Council members individually expressed condolences over Walker’s death.
“I never thought that we would, in Akron, see this kind of activity,” At-Large Councilwoman Linda Omobien said. “I am deeply troubled by what I saw on the video, and I don’t know how we can ever justify that kind of activity.”
Council unanimously passed a resolution to designate Wednesday as a city-wide “day of mourning” out of respect for Walker’s funeral, which will be held at the Akron Civic Center at 1 p.m. The funeral is open to the public and all city parking decks will be free of charge, according to a press release.
The resolution also expresses sympathy to Walker's family and calls for peaceful demonstrations.
Calls for reform
Some council members criticized the police department’s response to subsequent protests. Akron community groups have called on police to stop using aggressive tactics on otherwise peaceful protesters.
Ward 8 Councilman Shammas Malik asked council to create a civilian review board to look into the police department’s culture and restore trust between the community and police.
“In the weeks and months ahead, we as a community are going to have to reckon with the killing of Jayland Walker. We’re going to have to figure out how to chart a path together,” Malik said. “Folks are heartbroken, they’re increasingly divided, they’re frustrated. Some are hopeless that real change will come, and I really, really believe that this time must be different.”
Council also discussed how they can advocate for changes in the police department’s policies and procedures.
“Something like this should never, ever happen again,” Omobien said.
According to police, officers pursued Walker after he failed to stop for a traffic violation.
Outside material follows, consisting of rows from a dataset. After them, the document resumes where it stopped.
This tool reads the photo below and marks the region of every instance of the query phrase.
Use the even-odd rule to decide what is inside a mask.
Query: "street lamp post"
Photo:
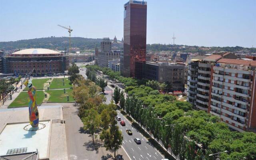
[[[227,153],[228,152],[227,150],[225,150],[223,152],[219,152],[214,153],[213,154],[210,154],[209,155],[209,156],[213,156],[215,155],[217,155],[217,160],[220,160],[220,155],[222,153]]]

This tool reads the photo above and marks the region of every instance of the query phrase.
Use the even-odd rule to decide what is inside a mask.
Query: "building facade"
[[[130,0],[124,5],[124,56],[122,74],[141,78],[146,62],[147,2]]]
[[[208,112],[233,129],[256,131],[256,61],[222,58],[211,67]]]
[[[146,62],[144,78],[170,85],[170,91],[184,91],[184,66],[168,62]]]
[[[70,63],[82,63],[92,62],[94,60],[93,54],[70,54],[69,62]]]
[[[43,48],[21,50],[4,57],[5,73],[25,74],[33,71],[34,76],[64,72],[69,66],[68,56]]]
[[[108,67],[108,61],[120,60],[120,51],[111,51],[109,52],[99,52],[98,53],[98,63],[99,66]]]

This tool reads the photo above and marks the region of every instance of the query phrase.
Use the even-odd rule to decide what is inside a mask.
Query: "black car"
[[[141,144],[141,141],[140,139],[138,138],[134,138],[134,140],[135,143],[137,143],[138,144]]]

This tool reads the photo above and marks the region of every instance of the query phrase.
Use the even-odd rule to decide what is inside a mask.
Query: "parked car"
[[[118,120],[118,121],[120,121],[121,120],[121,117],[118,116],[116,116],[116,120]]]
[[[122,126],[125,126],[125,122],[123,120],[122,120],[120,122],[120,124],[121,124]]]
[[[127,133],[127,134],[128,135],[132,135],[132,132],[131,130],[126,130],[126,133]]]
[[[136,143],[137,144],[141,144],[141,141],[140,141],[140,140],[139,138],[134,138],[134,140],[135,143]]]

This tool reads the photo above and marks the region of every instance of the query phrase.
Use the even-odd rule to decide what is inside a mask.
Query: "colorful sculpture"
[[[36,101],[36,89],[32,84],[31,80],[27,80],[24,84],[28,88],[28,110],[29,112],[29,121],[32,127],[38,127],[39,122],[39,113]]]

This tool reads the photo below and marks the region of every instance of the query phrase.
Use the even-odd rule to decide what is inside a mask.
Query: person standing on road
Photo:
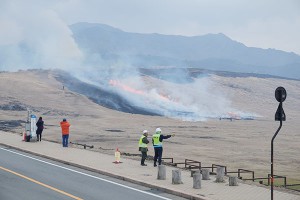
[[[155,130],[155,134],[152,136],[152,144],[154,147],[154,167],[156,167],[156,162],[158,161],[158,164],[161,165],[161,158],[162,158],[162,152],[163,152],[163,147],[162,147],[162,143],[164,139],[168,139],[173,135],[162,135],[161,134],[161,129],[157,128]]]
[[[62,133],[62,144],[63,147],[68,147],[68,140],[70,134],[70,123],[64,118],[62,122],[60,122],[61,133]]]
[[[142,152],[142,160],[141,160],[141,165],[142,166],[147,166],[145,164],[145,160],[147,158],[147,151],[148,151],[148,131],[144,130],[143,131],[143,135],[141,136],[140,140],[139,140],[139,151]]]
[[[44,130],[44,121],[42,117],[39,117],[39,120],[37,121],[37,123],[35,124],[37,126],[36,129],[36,137],[37,137],[37,141],[42,141],[42,132]]]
Walker eventually pulled over and fled on foot. Eight officers fatally shot him when he allegedly made a motion toward his waistband. Police said a shot was fired out of Walker’s car at some point during the car chase, but Walker was unarmed when he was killed. According to the medical examiner, his body had 60 wounds.
Walker was handcuffed when his body arrived at the medical examiner’s office, according to reports.
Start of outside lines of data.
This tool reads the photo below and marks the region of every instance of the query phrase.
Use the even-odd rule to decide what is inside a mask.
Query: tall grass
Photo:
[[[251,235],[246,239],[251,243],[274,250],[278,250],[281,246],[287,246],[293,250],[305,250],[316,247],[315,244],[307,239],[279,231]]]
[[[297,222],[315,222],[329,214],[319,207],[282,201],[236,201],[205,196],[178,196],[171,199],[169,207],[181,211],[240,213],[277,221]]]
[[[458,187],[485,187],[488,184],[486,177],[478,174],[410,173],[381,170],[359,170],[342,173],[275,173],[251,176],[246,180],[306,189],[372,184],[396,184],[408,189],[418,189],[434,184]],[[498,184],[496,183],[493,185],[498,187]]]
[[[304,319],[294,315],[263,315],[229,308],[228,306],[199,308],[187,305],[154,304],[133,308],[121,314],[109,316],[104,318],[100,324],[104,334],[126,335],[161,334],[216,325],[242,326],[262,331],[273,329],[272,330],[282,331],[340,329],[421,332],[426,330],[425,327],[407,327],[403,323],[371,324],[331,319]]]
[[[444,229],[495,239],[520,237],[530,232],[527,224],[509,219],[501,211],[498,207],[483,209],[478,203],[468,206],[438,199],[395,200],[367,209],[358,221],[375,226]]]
Omobien asked how council could work to pause police pursuits for traffic violations and the practice of handcuffing suspects after they have died.
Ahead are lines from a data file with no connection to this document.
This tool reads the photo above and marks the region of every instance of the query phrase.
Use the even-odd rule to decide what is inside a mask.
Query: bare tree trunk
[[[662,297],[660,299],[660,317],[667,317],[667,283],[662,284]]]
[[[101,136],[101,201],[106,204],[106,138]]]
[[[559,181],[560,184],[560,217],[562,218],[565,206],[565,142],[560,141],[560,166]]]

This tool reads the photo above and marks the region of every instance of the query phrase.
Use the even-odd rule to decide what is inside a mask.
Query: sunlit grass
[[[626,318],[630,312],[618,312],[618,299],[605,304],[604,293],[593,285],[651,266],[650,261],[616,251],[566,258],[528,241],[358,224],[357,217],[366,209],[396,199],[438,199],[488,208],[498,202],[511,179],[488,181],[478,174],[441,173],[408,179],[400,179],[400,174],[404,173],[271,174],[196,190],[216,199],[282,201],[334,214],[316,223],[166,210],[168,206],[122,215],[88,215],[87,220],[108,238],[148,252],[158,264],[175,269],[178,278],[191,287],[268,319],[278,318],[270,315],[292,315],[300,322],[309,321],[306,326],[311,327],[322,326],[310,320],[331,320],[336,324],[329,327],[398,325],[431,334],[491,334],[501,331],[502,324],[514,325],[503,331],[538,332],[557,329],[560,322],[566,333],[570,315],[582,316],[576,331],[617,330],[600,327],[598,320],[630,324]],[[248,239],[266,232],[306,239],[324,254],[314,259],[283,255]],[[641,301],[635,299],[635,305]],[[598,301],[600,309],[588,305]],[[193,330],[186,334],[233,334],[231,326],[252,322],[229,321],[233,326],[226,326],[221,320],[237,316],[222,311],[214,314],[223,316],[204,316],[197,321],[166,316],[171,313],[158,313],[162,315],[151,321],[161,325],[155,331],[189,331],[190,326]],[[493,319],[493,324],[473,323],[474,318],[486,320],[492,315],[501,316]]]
“I want to give [Police Chief Steve Mylett] a little time, but if he could work with our law department and just tell us, what is the process we need to go through to stop those two practices right away, because they just don’t make any sense,” Omobien said.
Council will discuss courses of action for police reform at a committee meeting next week, Council President Margo Sommerville said.
Ward 4 Councilman Russ Neal added that council should consider using its next allocation of American Rescue Plan Act (ARPA) funds to help invest in police reform measures.
Giving voice to concerns, virtually
Community members, including some who were part of a group rallying outside of city hall, joined the Zoom call to voice their concerns during the public comment period. Some residents, like Fran Wilson, called on police to stop using tear gas and pepper spray during protests.
“I should not have been teargassed three times by Akron Police for peacefully protesting. This is a legislative body. It is beyond time to legislate to abolish practices and codes that kill and dehumanize and brutalize our neighbors,” Wilson said.
Another resident, Heather Hillenbrand, asked for police to reconsider their policies.
“APD risked the lives of everyone who lives and works in Akron when they chase our neighbors through the street. What if a worker getting home from a late shift had been hit by a car?” Hillenbrand said. “One man lost his life, and that is too many, and we can never let this happen again. Akron City Council has the power to change the law, and if you don’t, we will vote you out next year.”
Many speakers called attention to a list of 12 demands that community groups have compiled and submitted to city officials, which include police reform measures and punishing the officers who shot Walker.
At the end of the meeting, Council Vice President Jeff Fusco said council has seen the demands.
“Please believe that we want to hear those voices to look to seek ways to improve policing in the city of Akron; however, we also need to respect those of us who work to keep the peace on our streets,” Fusco said.